By Ryan Mann
Junior, La Jolla High School
In 2006, the California state government passed AB 32, which committed California to a leadership role in reducing greenhouse gas emissions and mitigating climate change. AB 32 set a goal of reducing greenhouse gas levels to 1990 levels by 2020. Starting in 2012, greenhouse gas emissions will be reported and heavy polluters will be charged through the cap-and-trade system. Cap-and-trade would penalize polluting companies and would allocate the pollution fee to renewable energy and other environmentally focused programs. Yes, polluting companies will pass on some of this cost to consumers, but studies indicate the additional cost is minimal — $300 per household per year. A similar program was used in the 1990s to reduce the pollutants from power plants, and was considered a successful, fiscally conservative strategy for reducing harmful air pollution.
Propositions 23 and 26 are both cleverly designed to cripple AB 32. Prop. 23 “temporarily” freezes AB 32 until the unemployment rate is below 5.5 percent for four consecutive quarters (1 year.) The wording of this proposition deceives the voter in two ways:
First of all, linking AB 32 to the unemployment rate plants the idea that mitigating global warming would cause even greater unemployment and economic problems. In fact, the opposite is true — right now 500,000 Californians have “green jobs” and the clean-tech jobs sector is growing five times faster than the rest of the job market. AB 32 — with its commitment to greenhouse gas emission reduction — would accelerate the pace of this job growth. However, voting Yes on Proposition 23 would slow this job growth and would show green entrepreneurs that California is not the place to set up their business.
The second fallacy is that 5.5 percent unemployment for four consecutive quarters is clearly not an achievable goal. The current unemployment rate is around 12 percent. Over the last 30 to 40 years, the unemployment rate has briefly dipped below 5.5% maybe 3 or 4 times - never for a full year. Tesoro and Valero, the oil companies behind Prop 23, have cleverly set up conditions that sound plausible, but are clearly never going to happen.

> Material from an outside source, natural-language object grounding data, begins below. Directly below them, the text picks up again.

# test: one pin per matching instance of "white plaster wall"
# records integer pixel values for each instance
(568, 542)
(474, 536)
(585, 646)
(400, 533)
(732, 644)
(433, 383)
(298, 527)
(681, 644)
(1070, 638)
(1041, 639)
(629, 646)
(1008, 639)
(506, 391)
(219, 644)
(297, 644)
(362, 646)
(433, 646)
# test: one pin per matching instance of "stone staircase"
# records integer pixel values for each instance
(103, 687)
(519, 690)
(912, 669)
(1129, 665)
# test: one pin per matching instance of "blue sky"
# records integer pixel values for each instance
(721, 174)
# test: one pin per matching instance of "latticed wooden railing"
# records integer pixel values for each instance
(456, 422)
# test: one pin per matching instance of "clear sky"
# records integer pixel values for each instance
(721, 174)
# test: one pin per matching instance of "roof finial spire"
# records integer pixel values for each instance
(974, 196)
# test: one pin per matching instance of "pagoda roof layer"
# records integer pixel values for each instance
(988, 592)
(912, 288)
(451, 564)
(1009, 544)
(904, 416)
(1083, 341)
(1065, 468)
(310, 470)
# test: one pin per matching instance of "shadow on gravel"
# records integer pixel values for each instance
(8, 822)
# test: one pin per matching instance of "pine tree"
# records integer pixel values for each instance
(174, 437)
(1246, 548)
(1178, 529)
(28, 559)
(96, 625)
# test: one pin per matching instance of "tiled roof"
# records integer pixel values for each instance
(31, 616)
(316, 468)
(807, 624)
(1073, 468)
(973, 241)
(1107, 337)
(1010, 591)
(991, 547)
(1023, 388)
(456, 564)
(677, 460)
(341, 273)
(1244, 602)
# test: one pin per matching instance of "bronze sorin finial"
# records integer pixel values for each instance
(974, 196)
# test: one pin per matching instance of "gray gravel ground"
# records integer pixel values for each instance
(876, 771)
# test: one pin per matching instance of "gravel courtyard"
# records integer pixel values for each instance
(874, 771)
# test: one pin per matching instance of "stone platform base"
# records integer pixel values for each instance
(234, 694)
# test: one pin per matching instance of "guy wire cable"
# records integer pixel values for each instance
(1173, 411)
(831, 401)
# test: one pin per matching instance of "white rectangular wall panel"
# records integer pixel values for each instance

Prop. 26 is even more confusing, and the arguments for it are far more deceptive. Prop. 26 requires a two-thirds legislative majority in order to penalize companies that pollute or endanger health and public safety. Compared to a simple majority vote, Prop. 26 makes it much more difficult to penalize offending companies. In effect, it would shift the cost of the company’s pollution from the company itself to California taxpayers.
The proponents of Prop. 26, however, make it sound like Prop. 26 protects taxpayers from “hidden taxes.” This could not be further from the truth. Prop. 26 protects polluters from penalty fees, forcing taxpayers to cover the cost of their wrongdoing. A bill that claims to be closing a tax loophole is in fact letting oil, tobacco, and alcohol companies off the hook for their societal damage and costing taxpayers around $1 billion per year.